The recent oil sell-off has left prices trading lower than before Russia’s invasion of Ukraine that triggered a rally that took prices in March close to a record high. The US and other countries responded by releasing oil from emergency stockpiles and called on Saudi Arabia to increase output.

The US on Friday secured backing from other G7 countries for a plan to impose a price cap on Russian crude exports, a move designed to prevent an oil-price surge later this year when European sanctions on Russia tighten.

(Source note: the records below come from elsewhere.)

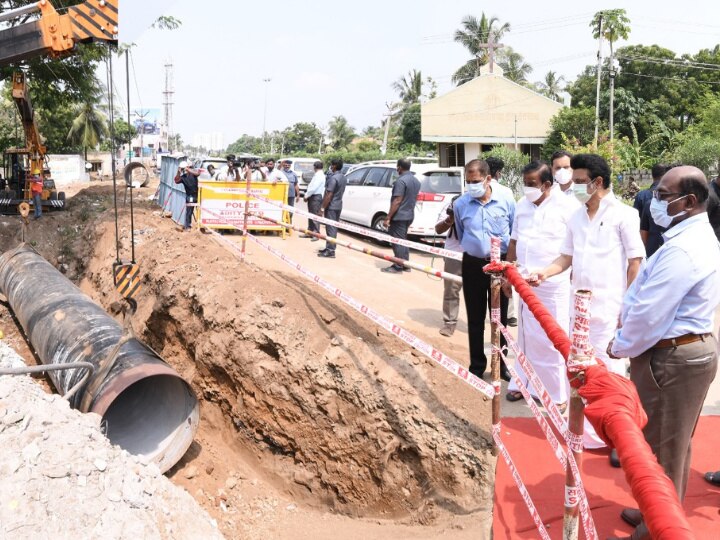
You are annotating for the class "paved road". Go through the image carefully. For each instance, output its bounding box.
[235,200,719,418]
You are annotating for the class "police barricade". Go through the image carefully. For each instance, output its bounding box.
[198,181,288,237]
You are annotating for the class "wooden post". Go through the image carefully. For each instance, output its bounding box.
[563,289,594,540]
[240,168,252,261]
[489,237,503,452]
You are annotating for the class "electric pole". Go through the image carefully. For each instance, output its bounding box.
[593,15,603,150]
[262,78,271,152]
[609,58,619,143]
[380,103,394,156]
[163,60,175,152]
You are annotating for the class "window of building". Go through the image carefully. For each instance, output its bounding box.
[438,143,466,167]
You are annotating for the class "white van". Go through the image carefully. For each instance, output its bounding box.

Christyan Malek, an analyst at JPMorgan, said Opec+ was examining three options to take effect in October — sticking with existing production quotas, announcing an “intention to cut” production from next month pending new supply and demand data, or immediately agreeing a cut for October.

Cuts would also allow the group to preserve “firepower” in the form of extra capacity in case of a significant drop in Russian output later this year, or in case unrest in Iraq disrupts its production, Malek suggested.

But a range of complicating factors may give the kingdom pause, said people briefed on the discussions.

“Abdulaziz has a clear track record of backing words with action,” said Helima Croft, head of global commodity strategy at RBC Capital Markets. But while Opec+ had “laid the ground for another policy pivot”, she thought the group would stick with current policy.

While the possibility of a steep fall in Russian oil output and more turmoil in Iraq and Libya are putting upwards pressure on oil prices, the possible Iran deal that could allow Tehran to export more oil and fears of recession are weighing on the market — and on Saudi strategy, said people familiar with the kingdom’s thinking.

“Unprecedented two-way risks may argue for holding steady, but Riyadh has clearly warned against the crude market overshooting to the downside, a signal it may backstop with a cut,” said Bob McNally, a former adviser to the George W Bush White House and now head of Rapidan Energy Group.

“The goldilocks band for Saudi has moved up to around $100 a barrel,” said Raad Alkadiri, a managing director at Eurasia Group. He expected Opec to stick with current policy on Monday, but suggested the kingdom’s willingness to consider cutting supply just weeks after Biden’s Jeddah visit was a “sign of growing independence from the US”.

The Saudi government made no comment.